Reporters throughout the state were asked to start asking local officials about areas in their communities that are historically prone to flooding or tree damage. New Haven Register Entertainment Editor Jordan Fenster compiled them on a Google Doc spreadsheet, and from her office in Torrington, Register Citizen Community Engagement Editor Kaitlyn Yeager started syncing them up to a Google Map.

The result was a series of embeddable maps covering our entire coverage area in Connecticut that visualized high-risk flooding areas for readers to avoid, as well as locations of emergency shelters and evacuation routes.
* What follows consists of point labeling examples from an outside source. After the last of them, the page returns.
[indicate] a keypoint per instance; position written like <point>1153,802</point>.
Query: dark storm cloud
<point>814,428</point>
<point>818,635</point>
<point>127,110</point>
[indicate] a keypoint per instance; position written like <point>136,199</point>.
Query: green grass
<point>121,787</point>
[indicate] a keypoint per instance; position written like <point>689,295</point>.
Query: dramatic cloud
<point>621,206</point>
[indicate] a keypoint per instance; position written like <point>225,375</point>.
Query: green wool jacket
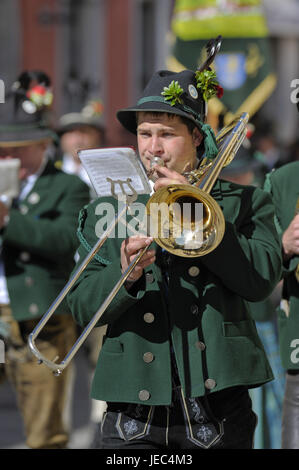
<point>283,185</point>
<point>40,241</point>
<point>205,316</point>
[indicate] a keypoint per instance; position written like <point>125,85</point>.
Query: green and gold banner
<point>243,64</point>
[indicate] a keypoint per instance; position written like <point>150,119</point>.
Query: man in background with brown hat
<point>38,243</point>
<point>181,349</point>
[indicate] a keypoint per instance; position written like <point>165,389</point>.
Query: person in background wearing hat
<point>247,168</point>
<point>77,131</point>
<point>181,349</point>
<point>283,185</point>
<point>38,242</point>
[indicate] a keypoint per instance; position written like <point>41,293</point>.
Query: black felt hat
<point>190,103</point>
<point>24,114</point>
<point>90,115</point>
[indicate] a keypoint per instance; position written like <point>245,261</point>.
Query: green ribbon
<point>210,144</point>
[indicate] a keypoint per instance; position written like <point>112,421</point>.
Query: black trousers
<point>223,420</point>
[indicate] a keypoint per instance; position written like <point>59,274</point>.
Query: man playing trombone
<point>181,349</point>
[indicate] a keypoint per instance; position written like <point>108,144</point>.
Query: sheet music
<point>116,164</point>
<point>9,177</point>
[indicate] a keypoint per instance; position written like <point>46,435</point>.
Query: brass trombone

Meanwhile, New Haven Register staff were lining up a live online chat with Dr. Mel Goldstein, the beloved Connecticut TV weather man who announced his retirement only a few days before the type of event that can be the highlight of a meteorologist’s career. That’s scheduled for 11:30 a.m. Friday and will be embedded on Journal Register Company websites throughout the state.

Weekend plans (the worst of Irene is now predicted to hit Connecticut during the day on Sunday) include an “all hands on deck” approach to staffing, but with designated editors clearly responsible for handling specific areas such as SMS text message alerts (something we are promoting heavily since the state expects widespread power outages, possibly cutting off Internet access for many), curation of readers’ reports on Twitter, Facebook and YouTube, handling the “rewrite” desk that will field phone and text message reports from reporters in the field, and processing and presenting staff and user-submitted photos and video.

And the advantage of acting as one statewide newsroom, of course, is that one person can be marshaling SMS alerts or scouring YouTube for multiple sites, whereas those functions would require diversion from field reporting or likely not even happen in some parts of our coverage area if everyone was operating independently.

Newsroom staff from across the state are also working together to make sure that we have a row of Netbooks with batteries charged, Droids and Flip cameras to put in the hands of reporters, and of course, rain gear. And to get that print edition out, a row of desktop computers are being loaded with all the necessary templates, logos and ad files, and will be driven to an alternative printing site should the New Haven Register lose electricity.